Итак, заслугой исследователей психологии толпы является разделение индивидуальной и коллективной психологии, создание предпосылок для изучения классовой психологии и общественного мнения. С практической точки зрения важно помнить, что для индивида в толпе типичны: обезличенность, резкое преобладание чувств, утрата интеллекта, личной ответственности (например, обыватель поздно вечером спокойно пройдет мимо разбитой витрины магазина, но если он увидит, что из этой витрины тащат кто что может, не исключено, что у него возникнет желание к ним присоединиться). Подтверждением этому может служить “ночь диких зверей” в Нью-Йорке, когда в одну из июньских ночей 1976 г. город оказался обесточен и на несколько часов погрузился во тьму. В результате – коллективные грабежи и погромы с участием десятков тысяч человек и материальным ущербом около 10 млрд долларов.

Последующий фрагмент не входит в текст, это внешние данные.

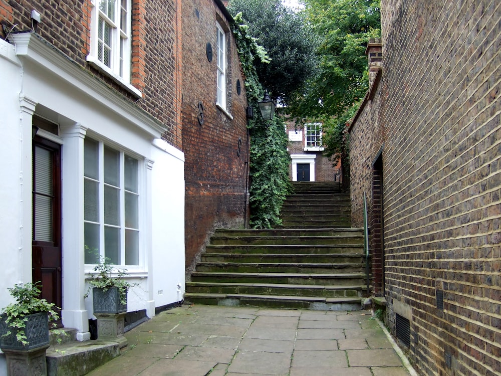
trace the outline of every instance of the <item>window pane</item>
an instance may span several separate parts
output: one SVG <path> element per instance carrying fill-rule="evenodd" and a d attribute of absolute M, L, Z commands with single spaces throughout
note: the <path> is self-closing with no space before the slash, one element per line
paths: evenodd
<path fill-rule="evenodd" d="M 104 186 L 104 223 L 107 225 L 120 226 L 120 193 L 116 188 Z"/>
<path fill-rule="evenodd" d="M 137 193 L 137 172 L 138 162 L 137 159 L 127 154 L 125 156 L 125 189 L 131 192 Z"/>
<path fill-rule="evenodd" d="M 35 240 L 52 242 L 52 198 L 35 195 Z"/>
<path fill-rule="evenodd" d="M 88 179 L 84 180 L 84 220 L 99 221 L 99 183 Z"/>
<path fill-rule="evenodd" d="M 84 234 L 85 263 L 97 264 L 99 262 L 99 225 L 84 224 Z"/>
<path fill-rule="evenodd" d="M 104 257 L 110 259 L 110 263 L 120 264 L 120 229 L 116 227 L 104 227 Z"/>
<path fill-rule="evenodd" d="M 99 178 L 99 143 L 92 138 L 84 139 L 84 175 Z"/>
<path fill-rule="evenodd" d="M 104 182 L 119 186 L 120 154 L 118 151 L 104 147 Z"/>
<path fill-rule="evenodd" d="M 139 228 L 137 199 L 137 195 L 125 193 L 125 227 L 128 228 Z"/>
<path fill-rule="evenodd" d="M 139 265 L 139 232 L 133 230 L 125 230 L 125 265 Z"/>

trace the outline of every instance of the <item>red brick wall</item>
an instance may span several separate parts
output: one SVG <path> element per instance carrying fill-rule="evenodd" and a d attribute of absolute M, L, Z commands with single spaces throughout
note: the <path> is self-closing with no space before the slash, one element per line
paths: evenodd
<path fill-rule="evenodd" d="M 244 216 L 248 214 L 245 207 L 248 154 L 246 99 L 236 46 L 231 33 L 227 32 L 228 22 L 213 0 L 184 1 L 182 6 L 183 151 L 186 262 L 189 271 L 215 228 L 244 226 Z M 227 107 L 232 119 L 215 105 L 216 22 L 227 32 Z M 208 42 L 213 51 L 211 62 L 206 53 Z M 237 80 L 241 86 L 239 95 Z M 200 102 L 203 106 L 201 125 L 198 121 Z"/>
<path fill-rule="evenodd" d="M 180 99 L 176 97 L 181 84 L 176 62 L 176 58 L 180 58 L 176 45 L 180 36 L 180 24 L 176 15 L 177 2 L 180 0 L 132 0 L 131 82 L 142 92 L 139 99 L 86 62 L 90 45 L 90 0 L 0 0 L 0 22 L 9 29 L 17 24 L 14 31 L 31 30 L 32 10 L 39 12 L 41 16 L 39 34 L 157 119 L 166 130 L 166 140 L 180 148 Z M 5 37 L 1 30 L 0 36 Z"/>
<path fill-rule="evenodd" d="M 350 131 L 353 224 L 363 192 L 376 208 L 382 147 L 387 323 L 409 319 L 421 374 L 501 374 L 501 3 L 381 12 L 381 81 Z"/>

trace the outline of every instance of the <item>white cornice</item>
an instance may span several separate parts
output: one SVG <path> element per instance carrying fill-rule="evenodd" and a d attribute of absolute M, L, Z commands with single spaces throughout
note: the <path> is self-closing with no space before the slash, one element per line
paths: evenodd
<path fill-rule="evenodd" d="M 37 34 L 13 34 L 9 39 L 16 46 L 16 55 L 25 63 L 39 66 L 52 72 L 111 111 L 133 121 L 138 127 L 155 138 L 159 137 L 165 131 L 162 124 L 144 110 Z"/>

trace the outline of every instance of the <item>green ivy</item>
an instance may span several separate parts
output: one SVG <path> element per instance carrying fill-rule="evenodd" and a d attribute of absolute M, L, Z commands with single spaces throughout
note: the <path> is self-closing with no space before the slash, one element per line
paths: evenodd
<path fill-rule="evenodd" d="M 290 192 L 289 177 L 290 156 L 287 151 L 287 136 L 283 119 L 275 116 L 272 120 L 261 117 L 258 102 L 264 96 L 254 62 L 269 61 L 266 51 L 247 33 L 241 14 L 234 17 L 233 33 L 236 42 L 243 74 L 247 100 L 253 107 L 254 119 L 247 125 L 250 141 L 249 205 L 250 226 L 270 228 L 282 224 L 280 210 Z"/>

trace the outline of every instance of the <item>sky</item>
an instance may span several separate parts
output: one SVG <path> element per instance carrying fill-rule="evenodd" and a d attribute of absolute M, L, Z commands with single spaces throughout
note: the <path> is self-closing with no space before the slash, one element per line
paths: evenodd
<path fill-rule="evenodd" d="M 284 5 L 292 8 L 297 8 L 299 7 L 302 8 L 303 6 L 302 5 L 299 4 L 299 0 L 282 0 L 282 3 Z"/>

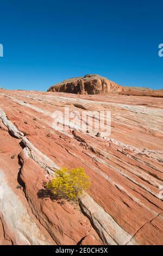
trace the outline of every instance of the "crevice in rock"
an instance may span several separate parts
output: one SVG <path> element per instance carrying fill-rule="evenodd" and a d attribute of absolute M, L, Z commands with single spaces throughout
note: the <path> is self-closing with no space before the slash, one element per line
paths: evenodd
<path fill-rule="evenodd" d="M 82 239 L 80 239 L 80 241 L 79 241 L 79 242 L 77 242 L 77 245 L 81 245 L 83 241 L 85 239 L 85 238 L 87 236 L 87 235 L 85 235 L 85 236 L 84 236 L 82 238 Z"/>

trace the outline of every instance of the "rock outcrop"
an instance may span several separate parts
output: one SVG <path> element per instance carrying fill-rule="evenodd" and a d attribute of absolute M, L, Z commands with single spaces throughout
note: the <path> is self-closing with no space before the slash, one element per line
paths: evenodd
<path fill-rule="evenodd" d="M 68 96 L 0 90 L 0 245 L 162 244 L 163 99 Z M 54 113 L 67 106 L 110 111 L 111 133 L 59 130 Z M 45 190 L 62 166 L 91 179 L 79 205 Z"/>
<path fill-rule="evenodd" d="M 86 75 L 84 77 L 67 79 L 62 83 L 52 86 L 48 92 L 93 95 L 125 90 L 124 87 L 103 76 Z"/>

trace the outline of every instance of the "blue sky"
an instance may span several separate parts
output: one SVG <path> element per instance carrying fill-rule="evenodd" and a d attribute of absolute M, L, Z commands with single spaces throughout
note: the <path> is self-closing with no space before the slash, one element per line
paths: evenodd
<path fill-rule="evenodd" d="M 97 74 L 163 88 L 163 2 L 0 0 L 0 87 L 46 90 Z"/>

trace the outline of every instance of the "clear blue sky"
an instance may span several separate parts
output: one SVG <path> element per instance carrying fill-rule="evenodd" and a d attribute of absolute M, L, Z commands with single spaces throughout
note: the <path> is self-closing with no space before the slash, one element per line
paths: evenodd
<path fill-rule="evenodd" d="M 46 90 L 86 74 L 163 88 L 162 1 L 0 0 L 0 87 Z"/>

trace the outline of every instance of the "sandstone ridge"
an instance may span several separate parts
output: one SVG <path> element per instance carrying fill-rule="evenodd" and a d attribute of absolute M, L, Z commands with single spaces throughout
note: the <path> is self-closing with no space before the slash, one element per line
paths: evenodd
<path fill-rule="evenodd" d="M 48 92 L 78 94 L 99 94 L 110 92 L 122 92 L 125 88 L 98 75 L 86 75 L 83 77 L 67 79 L 50 87 Z"/>

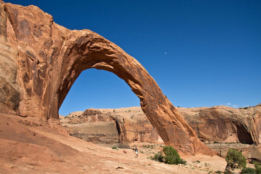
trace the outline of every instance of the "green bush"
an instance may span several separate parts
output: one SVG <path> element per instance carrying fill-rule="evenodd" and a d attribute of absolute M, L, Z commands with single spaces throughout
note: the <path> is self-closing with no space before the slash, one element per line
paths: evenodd
<path fill-rule="evenodd" d="M 150 158 L 151 160 L 156 161 L 163 162 L 164 156 L 162 152 L 158 152 L 157 153 L 154 154 L 154 156 L 151 156 Z"/>
<path fill-rule="evenodd" d="M 245 168 L 246 166 L 246 160 L 242 154 L 242 152 L 235 149 L 230 149 L 229 150 L 225 159 L 227 163 L 226 170 L 228 167 L 234 170 L 237 168 Z"/>
<path fill-rule="evenodd" d="M 256 174 L 261 173 L 261 163 L 258 162 L 254 163 L 254 165 L 256 168 Z"/>
<path fill-rule="evenodd" d="M 168 164 L 178 164 L 180 162 L 179 155 L 177 151 L 171 146 L 163 147 L 163 152 L 165 154 L 164 156 L 165 163 Z"/>
<path fill-rule="evenodd" d="M 255 171 L 255 170 L 254 169 L 250 167 L 247 167 L 241 170 L 240 173 L 242 174 L 255 174 L 256 173 Z"/>
<path fill-rule="evenodd" d="M 180 161 L 179 162 L 179 163 L 184 165 L 187 165 L 187 161 L 181 158 L 180 159 Z"/>
<path fill-rule="evenodd" d="M 113 149 L 116 149 L 116 150 L 118 150 L 117 149 L 117 148 L 116 147 L 116 146 L 113 146 L 112 148 Z"/>

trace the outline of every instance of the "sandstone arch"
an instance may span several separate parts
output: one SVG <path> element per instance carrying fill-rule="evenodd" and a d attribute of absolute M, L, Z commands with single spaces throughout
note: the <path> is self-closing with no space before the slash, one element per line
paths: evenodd
<path fill-rule="evenodd" d="M 10 68 L 15 72 L 12 78 L 2 78 L 15 94 L 9 92 L 13 99 L 7 96 L 2 103 L 20 115 L 55 123 L 59 121 L 59 108 L 81 72 L 91 68 L 104 69 L 130 87 L 166 144 L 184 154 L 214 154 L 144 68 L 118 47 L 89 30 L 70 30 L 59 26 L 37 7 L 9 3 L 0 7 L 3 19 L 0 23 L 1 45 L 7 55 L 10 49 L 17 53 L 10 67 L 3 70 Z"/>

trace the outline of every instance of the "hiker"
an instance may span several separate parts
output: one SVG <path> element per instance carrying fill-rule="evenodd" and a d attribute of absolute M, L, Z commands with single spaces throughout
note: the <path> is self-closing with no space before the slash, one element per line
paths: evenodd
<path fill-rule="evenodd" d="M 138 158 L 138 149 L 137 147 L 135 148 L 135 154 L 136 154 L 136 158 Z"/>

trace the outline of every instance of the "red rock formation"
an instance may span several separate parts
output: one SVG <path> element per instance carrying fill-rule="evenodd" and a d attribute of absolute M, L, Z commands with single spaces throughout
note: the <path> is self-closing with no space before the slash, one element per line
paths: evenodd
<path fill-rule="evenodd" d="M 61 120 L 70 135 L 102 143 L 163 142 L 140 107 L 90 109 L 82 112 Z"/>
<path fill-rule="evenodd" d="M 260 105 L 245 109 L 221 106 L 178 110 L 202 141 L 256 145 L 260 141 Z"/>
<path fill-rule="evenodd" d="M 11 49 L 18 53 L 12 56 L 11 63 L 1 67 L 2 72 L 9 67 L 16 73 L 10 78 L 1 74 L 1 103 L 21 116 L 46 119 L 54 126 L 60 124 L 59 109 L 81 72 L 103 69 L 129 86 L 167 145 L 186 154 L 213 154 L 144 68 L 118 47 L 89 30 L 70 30 L 59 26 L 33 6 L 4 3 L 0 11 L 0 44 L 7 53 L 1 59 L 8 59 Z M 3 87 L 7 84 L 10 87 Z"/>

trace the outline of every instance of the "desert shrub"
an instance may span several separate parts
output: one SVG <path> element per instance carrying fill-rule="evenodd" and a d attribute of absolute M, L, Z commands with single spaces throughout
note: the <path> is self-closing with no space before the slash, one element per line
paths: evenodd
<path fill-rule="evenodd" d="M 180 161 L 179 162 L 179 163 L 184 165 L 187 165 L 187 161 L 181 158 L 180 159 Z"/>
<path fill-rule="evenodd" d="M 255 174 L 256 171 L 254 169 L 250 167 L 247 167 L 241 170 L 240 173 L 242 174 Z"/>
<path fill-rule="evenodd" d="M 165 163 L 168 164 L 178 164 L 180 162 L 180 156 L 178 152 L 173 147 L 169 146 L 163 148 Z"/>
<path fill-rule="evenodd" d="M 151 156 L 150 158 L 152 160 L 154 160 L 159 162 L 163 162 L 164 156 L 162 152 L 158 152 L 157 153 L 154 154 L 154 156 Z"/>
<path fill-rule="evenodd" d="M 116 150 L 118 150 L 118 149 L 117 149 L 117 148 L 116 147 L 116 146 L 113 146 L 112 147 L 112 149 L 116 149 Z"/>
<path fill-rule="evenodd" d="M 227 163 L 226 170 L 227 167 L 234 170 L 237 168 L 245 168 L 246 166 L 246 160 L 242 154 L 242 152 L 235 149 L 230 149 L 229 150 L 225 159 Z"/>
<path fill-rule="evenodd" d="M 254 163 L 254 165 L 256 168 L 256 174 L 261 173 L 261 163 L 255 162 Z"/>

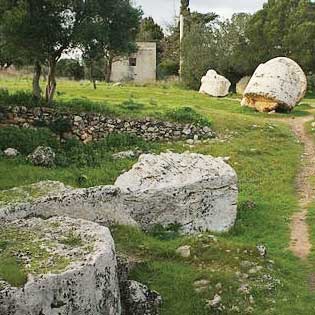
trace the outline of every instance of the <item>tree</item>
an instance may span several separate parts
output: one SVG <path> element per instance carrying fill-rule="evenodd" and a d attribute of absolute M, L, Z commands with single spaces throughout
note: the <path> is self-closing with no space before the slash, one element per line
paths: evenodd
<path fill-rule="evenodd" d="M 160 42 L 164 38 L 162 27 L 155 23 L 152 17 L 142 19 L 137 34 L 137 41 L 140 42 Z"/>
<path fill-rule="evenodd" d="M 209 70 L 217 57 L 215 27 L 217 15 L 214 13 L 191 13 L 189 31 L 183 39 L 182 81 L 193 89 L 198 89 L 200 79 Z"/>
<path fill-rule="evenodd" d="M 61 59 L 57 63 L 56 75 L 74 80 L 84 79 L 84 67 L 78 60 Z"/>
<path fill-rule="evenodd" d="M 286 56 L 314 71 L 315 7 L 311 1 L 269 0 L 249 20 L 246 35 L 252 65 Z"/>
<path fill-rule="evenodd" d="M 94 87 L 93 68 L 100 58 L 105 57 L 105 79 L 109 81 L 114 58 L 136 51 L 135 38 L 142 16 L 142 11 L 132 7 L 129 0 L 108 0 L 106 6 L 102 2 L 92 9 L 97 19 L 87 21 L 81 29 L 81 49 Z"/>

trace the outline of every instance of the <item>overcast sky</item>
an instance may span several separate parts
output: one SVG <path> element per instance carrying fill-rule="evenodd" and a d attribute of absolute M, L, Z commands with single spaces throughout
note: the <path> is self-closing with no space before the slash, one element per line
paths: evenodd
<path fill-rule="evenodd" d="M 134 0 L 145 16 L 152 16 L 159 24 L 166 26 L 178 13 L 180 0 Z M 190 0 L 190 7 L 199 12 L 215 12 L 230 17 L 236 12 L 255 12 L 266 0 Z"/>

Следовательно, общение с толпой требует некоторых навыков, знания определенных приемов. В зависимости от конкретной ситуации можно попробовать:
- “успокоить толпу”, например при помощи обещаний. Такой прием достаточно эффективен, поскольку для психологов является аксиомой то, что ожидания стимулируют сильнее, чем результат. Если сомневаетесь в этом, мысленно сопоставьте эмоции, связанные с ожиданием получения денег, и эмоции, которые возникают при их получении;
- “расколоть толпу”, например клиентов банка, обвинив тех, кто стоит впереди, в том, что они слишком копаются, излишне придирчиво выбирают вид банковской услуги, а до обеденного перерыва остается слишком мало времени;
- “испугать толпу” при помощи разного рода слухов и прожективных высказываний, предложений принять конкретное участие в ситуации (например, зарегистрироваться в качестве свидетелей дорожно-транспортного происшествия).